Known for his versatility as a driver, Sutton also competed in roadsters, midgets, sprint cars, and stock cars. He finished 31st in the 1963 Daytona 500. Sutton decided to retire from driving during a 1965 race at Langhorne Speedway. Fellow competitor Mel Kenyon was severely burned in the race.

==Broadcaster after retirement and death==

After retiring from driving, Sutton went into broadcasting and was a member of the Indianapolis Motor Speedway Radio Network for many years.
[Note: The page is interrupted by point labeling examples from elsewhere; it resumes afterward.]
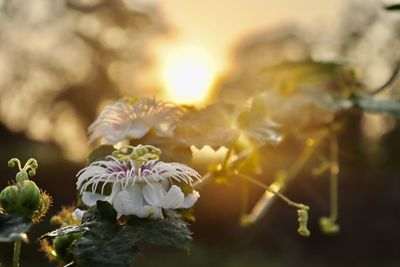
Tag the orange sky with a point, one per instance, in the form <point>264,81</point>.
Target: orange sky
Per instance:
<point>212,27</point>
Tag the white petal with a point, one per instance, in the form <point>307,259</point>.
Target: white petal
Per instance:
<point>90,199</point>
<point>173,199</point>
<point>123,203</point>
<point>153,193</point>
<point>190,199</point>
<point>78,214</point>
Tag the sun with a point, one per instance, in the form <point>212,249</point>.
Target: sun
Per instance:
<point>187,75</point>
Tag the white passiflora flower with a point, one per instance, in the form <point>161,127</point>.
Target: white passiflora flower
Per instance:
<point>133,118</point>
<point>138,188</point>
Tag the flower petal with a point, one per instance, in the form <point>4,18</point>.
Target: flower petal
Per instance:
<point>123,203</point>
<point>153,193</point>
<point>90,199</point>
<point>173,199</point>
<point>190,199</point>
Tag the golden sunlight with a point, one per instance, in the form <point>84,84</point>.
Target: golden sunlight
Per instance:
<point>187,75</point>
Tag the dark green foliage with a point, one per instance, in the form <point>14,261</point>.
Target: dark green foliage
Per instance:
<point>167,232</point>
<point>12,227</point>
<point>105,242</point>
<point>67,230</point>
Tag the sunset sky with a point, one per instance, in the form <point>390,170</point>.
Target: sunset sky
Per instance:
<point>205,31</point>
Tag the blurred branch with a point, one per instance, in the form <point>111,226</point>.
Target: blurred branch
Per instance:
<point>275,192</point>
<point>391,79</point>
<point>395,7</point>
<point>226,165</point>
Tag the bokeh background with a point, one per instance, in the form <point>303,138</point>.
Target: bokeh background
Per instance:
<point>62,61</point>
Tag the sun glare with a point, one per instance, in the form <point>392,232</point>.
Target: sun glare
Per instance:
<point>187,76</point>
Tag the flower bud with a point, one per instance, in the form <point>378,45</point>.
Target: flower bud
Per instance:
<point>62,246</point>
<point>8,198</point>
<point>21,176</point>
<point>328,226</point>
<point>29,199</point>
<point>303,219</point>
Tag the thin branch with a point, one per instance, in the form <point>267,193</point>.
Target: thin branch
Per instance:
<point>391,79</point>
<point>277,193</point>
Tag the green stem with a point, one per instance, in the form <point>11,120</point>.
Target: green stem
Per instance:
<point>278,194</point>
<point>227,165</point>
<point>17,251</point>
<point>333,178</point>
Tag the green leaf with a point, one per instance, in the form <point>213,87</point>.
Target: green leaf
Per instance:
<point>106,245</point>
<point>167,232</point>
<point>213,126</point>
<point>395,7</point>
<point>72,229</point>
<point>102,211</point>
<point>256,125</point>
<point>100,153</point>
<point>13,227</point>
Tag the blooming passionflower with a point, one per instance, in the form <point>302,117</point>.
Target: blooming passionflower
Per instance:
<point>133,118</point>
<point>138,187</point>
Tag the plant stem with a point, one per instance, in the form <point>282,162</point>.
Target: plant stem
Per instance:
<point>333,178</point>
<point>226,164</point>
<point>277,193</point>
<point>17,251</point>
<point>391,79</point>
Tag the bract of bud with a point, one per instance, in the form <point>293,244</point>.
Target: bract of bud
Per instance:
<point>8,198</point>
<point>21,176</point>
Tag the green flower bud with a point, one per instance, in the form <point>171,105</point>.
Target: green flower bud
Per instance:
<point>328,226</point>
<point>32,172</point>
<point>8,198</point>
<point>62,246</point>
<point>29,199</point>
<point>302,215</point>
<point>21,199</point>
<point>21,176</point>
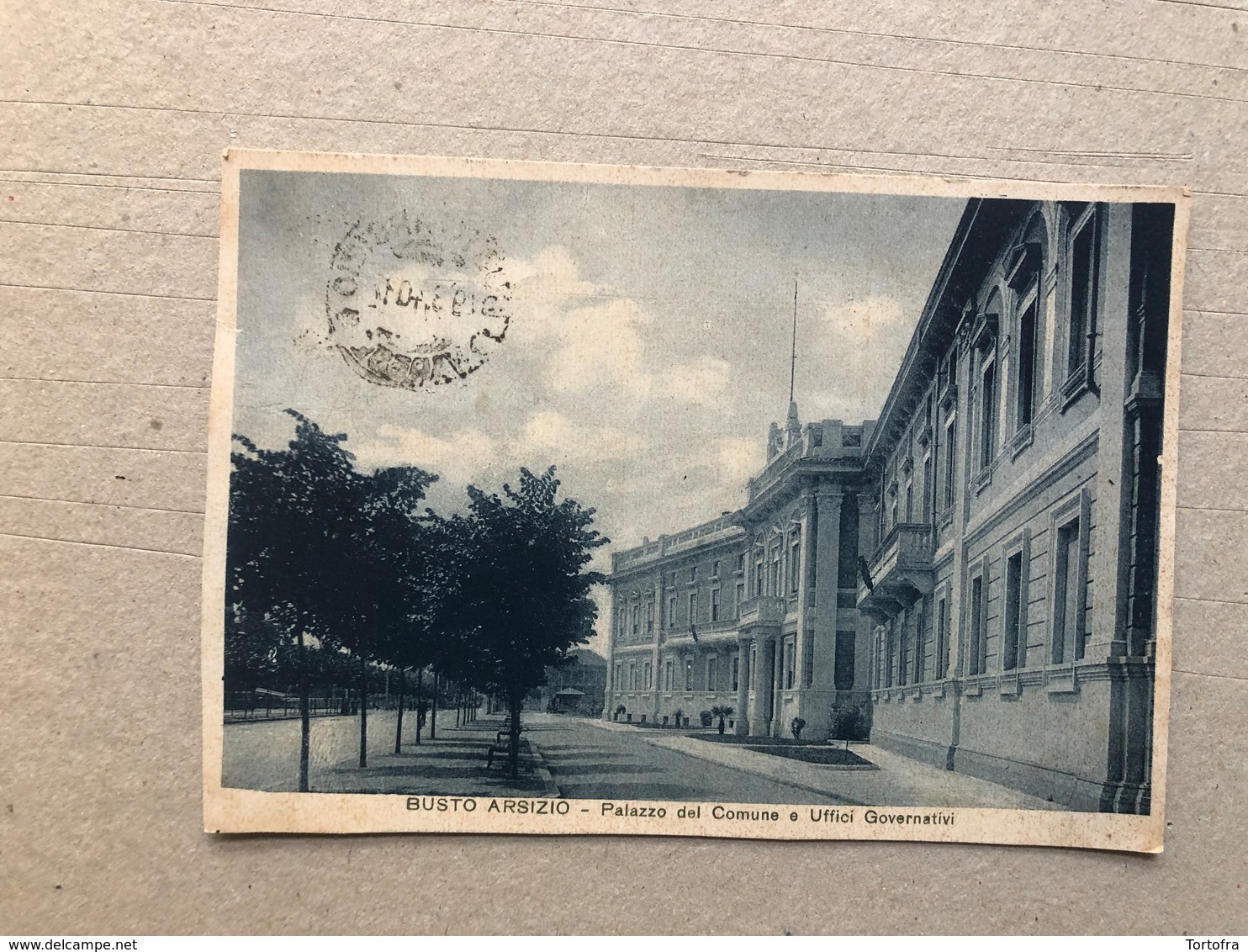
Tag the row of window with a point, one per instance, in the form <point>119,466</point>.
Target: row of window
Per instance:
<point>683,674</point>
<point>678,675</point>
<point>639,616</point>
<point>914,647</point>
<point>1010,328</point>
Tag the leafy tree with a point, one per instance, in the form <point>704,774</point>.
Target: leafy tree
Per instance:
<point>322,547</point>
<point>521,593</point>
<point>251,647</point>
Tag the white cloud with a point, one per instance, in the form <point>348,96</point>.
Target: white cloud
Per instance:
<point>701,383</point>
<point>864,322</point>
<point>562,441</point>
<point>592,338</point>
<point>856,348</point>
<point>600,346</point>
<point>739,459</point>
<point>457,459</point>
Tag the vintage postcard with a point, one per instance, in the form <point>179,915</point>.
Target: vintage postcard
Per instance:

Sutton died at his home in Portland at age 81 after a long battle with cancer.

==Awards==
- Sutton was inducted in the West Coast Stock Car Hall of Fame in 2005
- Sutton was a member of the Oregon Sports Hall of Fame
- Sutton was named to the National Midget Auto Racing Hall of Fame in 2009

==Complete AAA/USAC Championship Car results==

Year: 1; 2; 3; 4; 5; 6; 7; 8; 9; 10; 11; 12; 13; 14; 15; 16; 17; 18; Pos; Points
1955: INDY; MIL; LAN; SPR; MIL; DUQ; PIK; SYR; ISF; SAC 17; PHX 17; -; 0
1956: INDY DNQ; MIL; LAN; DAR; ATL; SPR; MIL; DUQ; SYR; ISF; SAC 18; PHX; -; 0
1957: INDY; LAN; MIL; DET; ATL; SPR DNQ; MIL 19; DUQ 7; SYR 17; ISF 4; TRE 4; SAC DNQ; PHX 17; 16th; 300
1958: TRE 1; INDY 32; MIL 11; LAN 9; ATL 4; SPR 9; MIL 9; DUQ 6; SYR DNQ; ISF DNQ; TRE 8; SAC DNQ; PHX 9; 11th; 670
1959: DAY 20; TRE 16; INDY 32; MIL 10; LAN 14; SPR 1; MIL 19; DUQ 4; SYR 8; ISF 5; TRE 22; SAC 16; PHX 11; 9th; 520
1960: TRE 18; INDY 30; MIL 3; LAN; SPR 8; MIL 1; DUQ DNQ; SYR DNQ; ISF 7; TRE 5; SAC 10; PHX DNQ; 8th; 780
1961: TRE DNQ; INDY 19; MIL 4; LAN; MIL 2; SPR 10; DUQ 9; SYR 9; ISF 4; TRE 11; SAC 4; PHX 8; 7th; 860
1962: TRE 7; INDY 2; MIL 15; LAN; TRE; SPR; MIL 20; LAN; SYR DNP; ISF; TRE 2; SAC 10; PHX 9; 7th; 1,250
1963: TRE 7; INDY DNQ; MIL 6; LAN; TRE 21; SPR 12; MIL 12; DUQ 13; ISF DNQ; TRE; SAC DNQ; PHX; 20th; 170
1964: PHX 22; TRE; INDY 15; MIL 2; LAN; TRE 10; SPR 5; MIL DNQ; DUQ 11; ISF 8; TRE 15; SAC; PHX DNQ; 17th; 338
1965: PHX; TRE; INDY 12; MIL 21; LAN 7; PPR; TRE DNQ; IRP; ATL; LAN; MIL; ISF; MIL; DSF; INF; TRE; SAC; PHX; 35th; 110

==Indianapolis 500 results==

| Year | Car | Start | Qual | Rank | Finish | Laps | Led | Retired |
|---|---|---|---|---|---|---|---|---|
| 1958 | 68 | 27 | 142.653 | 27 | 32 | 0 | 0 | Crash T3 |
| 1959 | 8 | 22 | 142.107 | 26 | 32 | 34 | 0 | Crash T1 |
| 1960 | 9 | 5 | 145.443 | 7 | 30 | 47 | 0 | Piston |
| 1961 | 8 | 8 | 145.897 | 10 | 19 | 110 | 0 | Clutch |
| 1962 | 7 | 4 | 149.328 | 4 | 2 | 200 | 9 | Running |
| 1964 | 66 | 8 | 153.813 | 9 | 15 | 140 | 0 | Magneto |
| 1965 | 16 | 12 | 156.121 | 13 | 12 | 177 | 0 | Flagged |
| Totals |  |  |  |  |  | 708 | 9 |  |

| Starts | 7 |
| Poles | 0 |
| Front Row | 0 |
| Wins | 0 |
| Top 5 | 1 |
| Top 10 | 1 |
| Retired | 5 |

==World Championship career summary==
The Indianapolis 500 was part of the FIA World Championship from 1950 through 1960. Drivers competing at Indy during those years were credited with World Championship points and participation. Sutton participated in three World Championship races but scored no World Championship points.